Si les ouvriers prennent le pouvoir ici, ils n’hésiteront pas à envoyer des armes « françaises » aux travailleurs d’Arabie qui voudront établir le pouvoir des travailleurs là-bas. Dans des sociétés divisées en classes, dans un monde divisé entre nations des pays impérialistes qui oppriment, et nations opprimées, les exportations d’armes ne sont pas« immorales » en soi, tout dépend au pouvoir de quelle classe elles profitent. Mais proposer aux travailleurs de prendre le pouvoir, de mettre en place leur dictature, c’est être communiste. Poutou
ne l’est pas, il est normal qu’il n’ait comme programme pour les ouvriers que l’indignation larmoyante de l’impuissance. La lutte n’a pas lieu entre des dictatures et es démocraties, mais entre les exploiteurs et les exploités.

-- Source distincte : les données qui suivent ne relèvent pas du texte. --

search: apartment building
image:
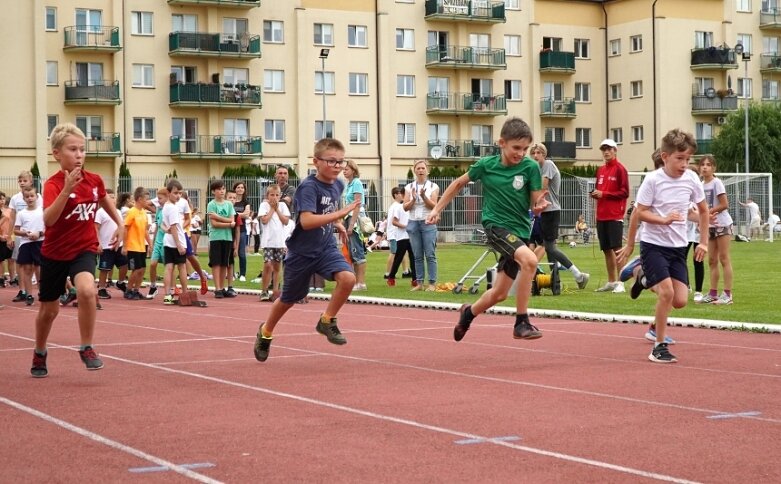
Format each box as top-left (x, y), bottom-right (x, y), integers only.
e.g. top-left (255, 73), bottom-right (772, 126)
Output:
top-left (0, 0), bottom-right (781, 182)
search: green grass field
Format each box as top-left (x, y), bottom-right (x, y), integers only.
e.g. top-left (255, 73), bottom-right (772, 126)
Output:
top-left (192, 242), bottom-right (781, 324)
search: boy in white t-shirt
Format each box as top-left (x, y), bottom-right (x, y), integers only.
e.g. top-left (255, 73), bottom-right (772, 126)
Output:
top-left (258, 185), bottom-right (290, 301)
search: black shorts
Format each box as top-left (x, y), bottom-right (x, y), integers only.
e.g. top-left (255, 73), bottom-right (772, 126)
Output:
top-left (127, 251), bottom-right (146, 271)
top-left (38, 252), bottom-right (98, 302)
top-left (597, 220), bottom-right (624, 252)
top-left (485, 227), bottom-right (528, 279)
top-left (163, 247), bottom-right (187, 266)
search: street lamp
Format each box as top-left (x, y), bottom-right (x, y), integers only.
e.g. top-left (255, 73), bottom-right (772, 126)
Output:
top-left (320, 49), bottom-right (331, 138)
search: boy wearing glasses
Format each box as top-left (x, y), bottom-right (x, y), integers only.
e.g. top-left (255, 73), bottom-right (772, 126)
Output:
top-left (254, 138), bottom-right (360, 361)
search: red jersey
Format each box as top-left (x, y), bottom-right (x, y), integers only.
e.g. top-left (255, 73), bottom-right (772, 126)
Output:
top-left (596, 158), bottom-right (629, 222)
top-left (41, 170), bottom-right (106, 261)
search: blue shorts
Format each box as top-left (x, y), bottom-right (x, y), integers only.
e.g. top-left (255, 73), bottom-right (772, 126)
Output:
top-left (280, 245), bottom-right (353, 304)
top-left (640, 242), bottom-right (689, 288)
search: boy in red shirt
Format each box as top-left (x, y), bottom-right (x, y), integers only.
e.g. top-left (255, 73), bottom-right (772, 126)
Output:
top-left (30, 123), bottom-right (124, 378)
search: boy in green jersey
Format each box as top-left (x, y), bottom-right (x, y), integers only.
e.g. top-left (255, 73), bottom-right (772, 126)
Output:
top-left (426, 117), bottom-right (550, 341)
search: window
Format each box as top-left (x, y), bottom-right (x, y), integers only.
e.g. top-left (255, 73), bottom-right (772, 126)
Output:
top-left (130, 12), bottom-right (153, 35)
top-left (575, 128), bottom-right (591, 148)
top-left (133, 118), bottom-right (155, 141)
top-left (396, 29), bottom-right (415, 50)
top-left (315, 71), bottom-right (334, 94)
top-left (629, 81), bottom-right (643, 97)
top-left (504, 79), bottom-right (521, 101)
top-left (629, 35), bottom-right (643, 52)
top-left (610, 128), bottom-right (624, 145)
top-left (46, 7), bottom-right (57, 30)
top-left (350, 121), bottom-right (369, 143)
top-left (265, 119), bottom-right (285, 143)
top-left (263, 20), bottom-right (285, 44)
top-left (575, 82), bottom-right (591, 103)
top-left (263, 69), bottom-right (285, 92)
top-left (396, 123), bottom-right (415, 145)
top-left (396, 74), bottom-right (415, 96)
top-left (347, 25), bottom-right (367, 47)
top-left (349, 72), bottom-right (369, 95)
top-left (608, 39), bottom-right (621, 56)
top-left (632, 126), bottom-right (643, 143)
top-left (315, 24), bottom-right (334, 45)
top-left (133, 64), bottom-right (155, 87)
top-left (575, 39), bottom-right (589, 59)
top-left (46, 61), bottom-right (57, 86)
top-left (610, 84), bottom-right (621, 101)
top-left (315, 121), bottom-right (334, 141)
top-left (504, 35), bottom-right (521, 57)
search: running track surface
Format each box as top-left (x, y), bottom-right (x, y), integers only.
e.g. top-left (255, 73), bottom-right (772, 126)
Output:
top-left (0, 291), bottom-right (781, 483)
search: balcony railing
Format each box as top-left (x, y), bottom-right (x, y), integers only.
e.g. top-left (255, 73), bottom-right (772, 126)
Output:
top-left (428, 139), bottom-right (499, 160)
top-left (692, 94), bottom-right (738, 114)
top-left (62, 25), bottom-right (122, 52)
top-left (426, 45), bottom-right (507, 69)
top-left (691, 47), bottom-right (738, 70)
top-left (85, 133), bottom-right (122, 157)
top-left (759, 8), bottom-right (781, 30)
top-left (171, 135), bottom-right (263, 159)
top-left (168, 0), bottom-right (260, 8)
top-left (540, 50), bottom-right (575, 74)
top-left (426, 92), bottom-right (507, 116)
top-left (169, 82), bottom-right (261, 109)
top-left (540, 97), bottom-right (577, 118)
top-left (65, 81), bottom-right (122, 104)
top-left (168, 32), bottom-right (260, 57)
top-left (425, 0), bottom-right (507, 23)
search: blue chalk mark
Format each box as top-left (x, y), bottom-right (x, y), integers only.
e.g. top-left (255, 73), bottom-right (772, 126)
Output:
top-left (128, 462), bottom-right (217, 474)
top-left (455, 435), bottom-right (521, 445)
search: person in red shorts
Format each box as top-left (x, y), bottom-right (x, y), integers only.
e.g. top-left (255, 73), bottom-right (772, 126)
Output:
top-left (30, 123), bottom-right (124, 378)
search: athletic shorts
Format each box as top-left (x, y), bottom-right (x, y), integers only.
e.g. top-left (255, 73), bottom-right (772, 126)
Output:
top-left (597, 220), bottom-right (624, 252)
top-left (485, 227), bottom-right (528, 279)
top-left (38, 252), bottom-right (98, 302)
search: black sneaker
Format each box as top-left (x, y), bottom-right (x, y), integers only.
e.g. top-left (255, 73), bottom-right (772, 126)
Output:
top-left (513, 321), bottom-right (542, 339)
top-left (30, 350), bottom-right (49, 378)
top-left (315, 316), bottom-right (347, 345)
top-left (79, 346), bottom-right (103, 370)
top-left (453, 304), bottom-right (472, 341)
top-left (648, 343), bottom-right (678, 363)
top-left (255, 326), bottom-right (273, 361)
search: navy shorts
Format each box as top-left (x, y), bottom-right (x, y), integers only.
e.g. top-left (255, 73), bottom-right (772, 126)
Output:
top-left (640, 242), bottom-right (689, 287)
top-left (280, 245), bottom-right (353, 304)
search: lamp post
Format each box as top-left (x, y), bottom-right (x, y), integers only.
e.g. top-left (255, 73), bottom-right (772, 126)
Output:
top-left (320, 49), bottom-right (331, 138)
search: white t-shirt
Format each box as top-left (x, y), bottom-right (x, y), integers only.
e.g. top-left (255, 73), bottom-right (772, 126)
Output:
top-left (258, 200), bottom-right (290, 249)
top-left (637, 168), bottom-right (705, 247)
top-left (161, 203), bottom-right (186, 249)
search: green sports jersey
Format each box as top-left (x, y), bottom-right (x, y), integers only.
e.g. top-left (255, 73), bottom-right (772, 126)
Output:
top-left (468, 155), bottom-right (542, 239)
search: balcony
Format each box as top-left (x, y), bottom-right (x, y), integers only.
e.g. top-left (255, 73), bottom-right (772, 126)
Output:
top-left (540, 97), bottom-right (577, 118)
top-left (65, 81), bottom-right (122, 104)
top-left (85, 133), bottom-right (122, 158)
top-left (169, 82), bottom-right (261, 109)
top-left (426, 45), bottom-right (507, 70)
top-left (545, 141), bottom-right (577, 159)
top-left (168, 32), bottom-right (260, 58)
top-left (168, 0), bottom-right (260, 8)
top-left (540, 50), bottom-right (575, 74)
top-left (171, 135), bottom-right (263, 160)
top-left (691, 46), bottom-right (738, 71)
top-left (62, 25), bottom-right (122, 53)
top-left (425, 0), bottom-right (507, 23)
top-left (692, 94), bottom-right (738, 116)
top-left (759, 8), bottom-right (781, 30)
top-left (426, 92), bottom-right (507, 116)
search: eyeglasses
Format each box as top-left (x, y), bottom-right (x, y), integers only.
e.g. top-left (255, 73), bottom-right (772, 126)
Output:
top-left (315, 156), bottom-right (347, 166)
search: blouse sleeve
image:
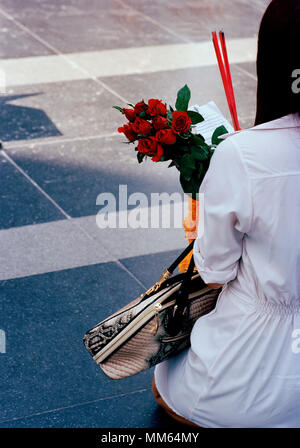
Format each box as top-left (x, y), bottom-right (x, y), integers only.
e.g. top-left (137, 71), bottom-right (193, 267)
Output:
top-left (194, 137), bottom-right (252, 284)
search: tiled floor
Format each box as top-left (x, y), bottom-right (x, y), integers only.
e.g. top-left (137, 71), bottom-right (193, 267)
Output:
top-left (0, 0), bottom-right (268, 428)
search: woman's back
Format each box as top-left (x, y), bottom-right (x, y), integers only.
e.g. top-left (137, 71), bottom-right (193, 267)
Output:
top-left (155, 115), bottom-right (300, 427)
top-left (228, 114), bottom-right (300, 306)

Donc pourquoi Poutou ne s’adresse-t-il pas aux travailleurs de là-bas ? Tout simplement car ce que la Fraction l’Etincelle fait semblant d’oublier, c’est qu’être ouvrier sans être communiste, c’est forcément avoir un programme bourgeois.

En témoigne Léon Jouhaux, ouvrier ex-anarchiste dirigeant de la CGT dans l’union sacrée, qui fût rappelé à l’ordre par Trotsky dans le texte suivant, alors qu’il dénonçait un régime étranger ami des « dictatures », sans dénoncer son propre impérialisme, à l’image de Poutou.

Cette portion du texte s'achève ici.